$\text{Find the value of}$ $$\lim_{n\to \infty}\left(\sum_{r=1}^{n}\left(\frac{2r+5}{r^2+r}\right)\left(\frac{3}{5}\right)^{r+1}\right)$$
$\text{Answer}: \frac{9}{5}$
Firstly I split "linear-upon-quadratic" term:
$$\frac{2r+5}{r^2+r}=\frac{5}{r}-\frac{3}{r+1}
\\ =\frac{2}{r}+3\left(\frac {1}{r} -\frac {1}{r+1}\right)$$
If it hadn't been for the $\left(\frac 35\right)^{r+1}$ term, the above step would have been very useful – splitting the single summation into two and summing individually.

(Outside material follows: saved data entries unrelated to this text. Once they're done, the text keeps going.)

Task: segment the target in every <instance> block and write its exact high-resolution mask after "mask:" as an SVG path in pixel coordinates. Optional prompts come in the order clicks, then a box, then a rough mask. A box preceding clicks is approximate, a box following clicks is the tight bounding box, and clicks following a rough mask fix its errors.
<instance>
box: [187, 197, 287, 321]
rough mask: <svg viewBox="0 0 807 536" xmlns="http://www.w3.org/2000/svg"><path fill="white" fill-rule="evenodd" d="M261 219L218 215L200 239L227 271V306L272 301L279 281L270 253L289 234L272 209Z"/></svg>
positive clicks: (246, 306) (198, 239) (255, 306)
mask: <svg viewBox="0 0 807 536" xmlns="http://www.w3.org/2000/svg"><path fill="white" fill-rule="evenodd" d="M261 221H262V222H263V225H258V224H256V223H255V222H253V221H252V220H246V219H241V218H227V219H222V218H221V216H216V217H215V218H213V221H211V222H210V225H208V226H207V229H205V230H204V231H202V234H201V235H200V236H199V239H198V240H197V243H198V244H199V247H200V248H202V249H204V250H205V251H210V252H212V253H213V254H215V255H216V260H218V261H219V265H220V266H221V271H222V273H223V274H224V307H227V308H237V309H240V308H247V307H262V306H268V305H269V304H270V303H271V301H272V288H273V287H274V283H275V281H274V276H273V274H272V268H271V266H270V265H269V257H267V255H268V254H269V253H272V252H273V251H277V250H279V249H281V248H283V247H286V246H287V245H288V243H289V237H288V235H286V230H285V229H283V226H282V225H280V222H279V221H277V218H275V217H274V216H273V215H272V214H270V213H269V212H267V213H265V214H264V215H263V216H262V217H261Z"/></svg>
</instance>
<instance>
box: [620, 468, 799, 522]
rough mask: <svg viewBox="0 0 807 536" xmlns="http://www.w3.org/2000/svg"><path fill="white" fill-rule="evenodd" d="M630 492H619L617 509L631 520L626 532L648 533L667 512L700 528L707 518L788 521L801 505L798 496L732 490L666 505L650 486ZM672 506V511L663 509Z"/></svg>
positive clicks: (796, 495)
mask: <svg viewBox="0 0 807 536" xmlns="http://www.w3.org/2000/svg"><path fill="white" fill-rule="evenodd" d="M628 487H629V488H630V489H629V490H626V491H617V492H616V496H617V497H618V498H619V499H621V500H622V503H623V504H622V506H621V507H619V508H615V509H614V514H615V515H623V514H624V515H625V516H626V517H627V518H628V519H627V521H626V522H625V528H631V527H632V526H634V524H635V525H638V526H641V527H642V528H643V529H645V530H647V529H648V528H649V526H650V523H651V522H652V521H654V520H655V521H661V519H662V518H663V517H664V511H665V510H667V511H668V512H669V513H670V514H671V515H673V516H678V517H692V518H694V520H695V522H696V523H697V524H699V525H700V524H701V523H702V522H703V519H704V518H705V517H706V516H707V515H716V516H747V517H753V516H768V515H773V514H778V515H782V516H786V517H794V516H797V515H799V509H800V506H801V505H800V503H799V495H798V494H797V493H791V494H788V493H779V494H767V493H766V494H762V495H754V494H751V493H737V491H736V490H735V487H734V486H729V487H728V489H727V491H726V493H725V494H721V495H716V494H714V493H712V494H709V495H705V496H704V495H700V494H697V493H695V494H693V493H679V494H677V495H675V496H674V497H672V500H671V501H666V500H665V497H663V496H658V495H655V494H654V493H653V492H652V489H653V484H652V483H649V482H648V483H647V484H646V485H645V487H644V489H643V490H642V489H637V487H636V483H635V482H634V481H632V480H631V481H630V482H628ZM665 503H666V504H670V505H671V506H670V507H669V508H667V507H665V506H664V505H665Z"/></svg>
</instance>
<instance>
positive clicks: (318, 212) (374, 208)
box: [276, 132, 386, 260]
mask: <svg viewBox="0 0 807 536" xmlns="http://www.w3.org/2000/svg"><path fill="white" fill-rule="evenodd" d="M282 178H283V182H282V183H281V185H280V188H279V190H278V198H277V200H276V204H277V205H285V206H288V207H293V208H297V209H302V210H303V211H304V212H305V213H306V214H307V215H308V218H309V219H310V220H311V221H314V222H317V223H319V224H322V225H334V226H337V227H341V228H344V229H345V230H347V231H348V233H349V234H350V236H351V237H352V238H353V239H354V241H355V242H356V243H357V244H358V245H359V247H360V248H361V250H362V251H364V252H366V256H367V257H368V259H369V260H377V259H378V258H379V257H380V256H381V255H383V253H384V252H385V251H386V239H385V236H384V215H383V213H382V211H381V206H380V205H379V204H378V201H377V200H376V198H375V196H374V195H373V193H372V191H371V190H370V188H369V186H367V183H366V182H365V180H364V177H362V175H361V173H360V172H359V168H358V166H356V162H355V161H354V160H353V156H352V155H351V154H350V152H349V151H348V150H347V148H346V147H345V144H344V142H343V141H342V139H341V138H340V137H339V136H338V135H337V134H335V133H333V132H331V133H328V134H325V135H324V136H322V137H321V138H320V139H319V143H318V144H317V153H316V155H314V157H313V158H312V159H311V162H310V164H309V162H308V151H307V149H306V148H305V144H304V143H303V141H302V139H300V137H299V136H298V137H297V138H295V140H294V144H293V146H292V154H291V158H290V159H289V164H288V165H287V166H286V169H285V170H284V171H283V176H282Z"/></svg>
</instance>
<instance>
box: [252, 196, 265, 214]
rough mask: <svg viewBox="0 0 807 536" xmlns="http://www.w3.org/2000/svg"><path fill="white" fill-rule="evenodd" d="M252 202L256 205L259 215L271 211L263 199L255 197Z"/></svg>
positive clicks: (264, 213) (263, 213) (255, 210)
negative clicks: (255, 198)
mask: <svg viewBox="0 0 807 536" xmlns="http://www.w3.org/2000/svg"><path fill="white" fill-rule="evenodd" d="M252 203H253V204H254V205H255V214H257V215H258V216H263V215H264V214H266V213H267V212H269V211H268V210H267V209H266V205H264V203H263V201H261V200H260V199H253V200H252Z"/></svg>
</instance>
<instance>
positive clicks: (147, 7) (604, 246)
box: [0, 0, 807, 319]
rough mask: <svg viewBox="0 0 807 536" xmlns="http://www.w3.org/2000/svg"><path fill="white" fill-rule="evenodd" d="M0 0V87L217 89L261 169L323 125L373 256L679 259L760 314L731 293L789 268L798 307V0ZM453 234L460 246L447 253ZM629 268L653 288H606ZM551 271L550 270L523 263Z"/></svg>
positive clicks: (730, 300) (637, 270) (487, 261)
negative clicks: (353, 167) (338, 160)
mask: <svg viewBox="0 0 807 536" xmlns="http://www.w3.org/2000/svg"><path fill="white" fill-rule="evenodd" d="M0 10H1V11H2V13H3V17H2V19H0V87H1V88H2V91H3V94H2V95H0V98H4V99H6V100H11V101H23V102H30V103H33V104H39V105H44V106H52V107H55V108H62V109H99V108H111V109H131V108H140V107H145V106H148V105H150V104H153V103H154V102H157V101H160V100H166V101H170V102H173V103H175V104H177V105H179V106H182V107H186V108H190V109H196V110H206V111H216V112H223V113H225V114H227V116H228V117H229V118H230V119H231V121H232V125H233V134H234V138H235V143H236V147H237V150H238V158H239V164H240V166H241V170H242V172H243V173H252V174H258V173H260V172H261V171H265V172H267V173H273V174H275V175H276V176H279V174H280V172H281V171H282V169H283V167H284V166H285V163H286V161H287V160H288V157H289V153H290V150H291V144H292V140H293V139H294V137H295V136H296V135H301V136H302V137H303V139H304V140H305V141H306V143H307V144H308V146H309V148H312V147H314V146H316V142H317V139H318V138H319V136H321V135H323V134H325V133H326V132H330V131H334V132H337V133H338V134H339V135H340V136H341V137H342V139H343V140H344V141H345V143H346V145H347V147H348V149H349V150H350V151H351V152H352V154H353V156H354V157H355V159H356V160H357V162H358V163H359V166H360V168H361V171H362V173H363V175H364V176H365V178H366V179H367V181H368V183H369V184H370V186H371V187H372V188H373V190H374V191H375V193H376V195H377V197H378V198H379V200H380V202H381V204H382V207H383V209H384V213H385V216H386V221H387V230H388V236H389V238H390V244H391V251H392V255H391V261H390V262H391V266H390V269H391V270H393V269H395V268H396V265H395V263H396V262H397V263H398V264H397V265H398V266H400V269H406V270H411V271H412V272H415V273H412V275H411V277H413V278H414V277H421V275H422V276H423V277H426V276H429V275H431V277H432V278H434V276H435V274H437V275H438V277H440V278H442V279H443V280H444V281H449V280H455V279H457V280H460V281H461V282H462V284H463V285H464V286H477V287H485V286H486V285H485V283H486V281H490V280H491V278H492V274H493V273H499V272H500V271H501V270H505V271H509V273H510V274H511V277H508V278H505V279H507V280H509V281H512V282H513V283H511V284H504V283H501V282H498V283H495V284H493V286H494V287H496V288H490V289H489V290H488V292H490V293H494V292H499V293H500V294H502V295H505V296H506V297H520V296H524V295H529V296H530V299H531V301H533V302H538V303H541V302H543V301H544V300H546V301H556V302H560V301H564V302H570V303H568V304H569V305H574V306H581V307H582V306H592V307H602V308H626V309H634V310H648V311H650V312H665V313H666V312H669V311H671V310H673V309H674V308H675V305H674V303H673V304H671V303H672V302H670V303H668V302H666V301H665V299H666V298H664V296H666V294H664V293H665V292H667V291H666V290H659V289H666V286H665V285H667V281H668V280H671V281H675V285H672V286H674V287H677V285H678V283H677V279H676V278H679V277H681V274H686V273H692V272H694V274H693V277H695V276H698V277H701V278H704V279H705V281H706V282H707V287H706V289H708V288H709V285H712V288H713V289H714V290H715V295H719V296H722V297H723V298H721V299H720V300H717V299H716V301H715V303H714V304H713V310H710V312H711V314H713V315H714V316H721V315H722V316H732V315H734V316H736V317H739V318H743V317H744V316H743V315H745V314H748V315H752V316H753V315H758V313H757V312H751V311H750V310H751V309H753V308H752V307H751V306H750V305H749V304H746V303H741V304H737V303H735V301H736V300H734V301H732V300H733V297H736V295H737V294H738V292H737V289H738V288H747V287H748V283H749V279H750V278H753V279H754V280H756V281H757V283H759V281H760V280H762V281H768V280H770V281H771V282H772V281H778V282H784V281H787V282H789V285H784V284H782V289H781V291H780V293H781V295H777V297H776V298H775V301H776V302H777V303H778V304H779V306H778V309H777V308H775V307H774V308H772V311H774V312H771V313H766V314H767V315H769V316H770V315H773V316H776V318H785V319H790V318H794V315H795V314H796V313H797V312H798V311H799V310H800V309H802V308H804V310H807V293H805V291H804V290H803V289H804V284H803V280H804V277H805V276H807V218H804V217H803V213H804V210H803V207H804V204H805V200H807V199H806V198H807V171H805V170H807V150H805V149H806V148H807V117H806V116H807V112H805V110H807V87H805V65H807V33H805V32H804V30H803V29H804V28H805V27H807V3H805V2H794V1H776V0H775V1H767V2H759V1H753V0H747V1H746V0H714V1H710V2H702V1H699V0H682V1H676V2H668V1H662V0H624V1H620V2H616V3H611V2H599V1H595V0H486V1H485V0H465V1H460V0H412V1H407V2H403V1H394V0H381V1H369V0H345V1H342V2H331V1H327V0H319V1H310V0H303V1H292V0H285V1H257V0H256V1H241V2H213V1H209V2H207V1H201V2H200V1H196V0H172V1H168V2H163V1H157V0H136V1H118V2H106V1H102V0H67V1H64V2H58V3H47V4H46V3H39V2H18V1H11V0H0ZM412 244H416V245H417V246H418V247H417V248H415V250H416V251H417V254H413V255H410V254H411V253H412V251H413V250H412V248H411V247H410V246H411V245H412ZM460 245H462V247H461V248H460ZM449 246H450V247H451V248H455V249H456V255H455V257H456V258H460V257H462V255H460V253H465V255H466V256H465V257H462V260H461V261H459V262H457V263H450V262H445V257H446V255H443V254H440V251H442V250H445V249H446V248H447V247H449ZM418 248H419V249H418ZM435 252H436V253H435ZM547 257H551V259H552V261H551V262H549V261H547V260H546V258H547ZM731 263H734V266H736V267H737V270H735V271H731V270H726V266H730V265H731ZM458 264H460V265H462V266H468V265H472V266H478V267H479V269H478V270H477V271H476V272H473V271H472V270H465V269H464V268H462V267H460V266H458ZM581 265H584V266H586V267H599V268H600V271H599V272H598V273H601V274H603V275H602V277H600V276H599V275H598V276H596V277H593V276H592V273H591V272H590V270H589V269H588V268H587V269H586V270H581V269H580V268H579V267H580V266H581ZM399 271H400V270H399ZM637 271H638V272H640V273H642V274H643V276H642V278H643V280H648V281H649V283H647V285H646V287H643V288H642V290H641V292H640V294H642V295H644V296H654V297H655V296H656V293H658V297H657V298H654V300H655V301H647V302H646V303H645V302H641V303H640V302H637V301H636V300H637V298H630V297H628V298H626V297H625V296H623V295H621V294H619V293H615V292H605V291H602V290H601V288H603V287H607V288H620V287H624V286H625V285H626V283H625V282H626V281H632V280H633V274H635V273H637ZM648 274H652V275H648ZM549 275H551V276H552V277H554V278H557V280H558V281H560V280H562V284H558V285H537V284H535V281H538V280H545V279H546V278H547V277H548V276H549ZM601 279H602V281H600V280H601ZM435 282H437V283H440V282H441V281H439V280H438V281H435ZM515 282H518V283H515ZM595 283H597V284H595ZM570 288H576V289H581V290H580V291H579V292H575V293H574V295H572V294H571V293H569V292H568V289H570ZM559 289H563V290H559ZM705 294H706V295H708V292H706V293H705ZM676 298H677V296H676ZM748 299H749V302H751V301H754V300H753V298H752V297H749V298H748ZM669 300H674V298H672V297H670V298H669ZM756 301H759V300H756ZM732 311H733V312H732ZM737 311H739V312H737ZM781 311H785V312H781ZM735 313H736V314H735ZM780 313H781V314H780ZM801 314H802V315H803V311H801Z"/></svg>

Unfortunately, that's not the case. I'm unable to proceed further, though my gut says telescoping is the way.
Thanks in advance.
Best Answer
Your idea was right:$$\sum_{r=1}^{\infty}\left(\frac{5}{r}-\frac{3}{r+1}\right)\left(\frac{3}{5}\right)^{r+1}$$ $$=\sum_{r=1}^{\infty}\left(\frac{5}{r}\right)\left(\frac{3}{5}\right)^{r+1}-\sum_{r=1}^{\infty}\left(\frac{3}{r+1}\right)\left(\frac{3}{5}\right)^{r+1}$$ $$=3\sum_{r=1}^{\infty}\left(\frac{1}{r}\right)\left(\frac{3}{5}\right)^{r}-3\sum_{r=2}^{\infty}\left(\frac{1}{r}\right)\left(\frac{3}{5}\right)^{r}$$ $$ =3\cdot \underbrace{\frac{3}{5}}_{r=1}=\frac{9}{5} $$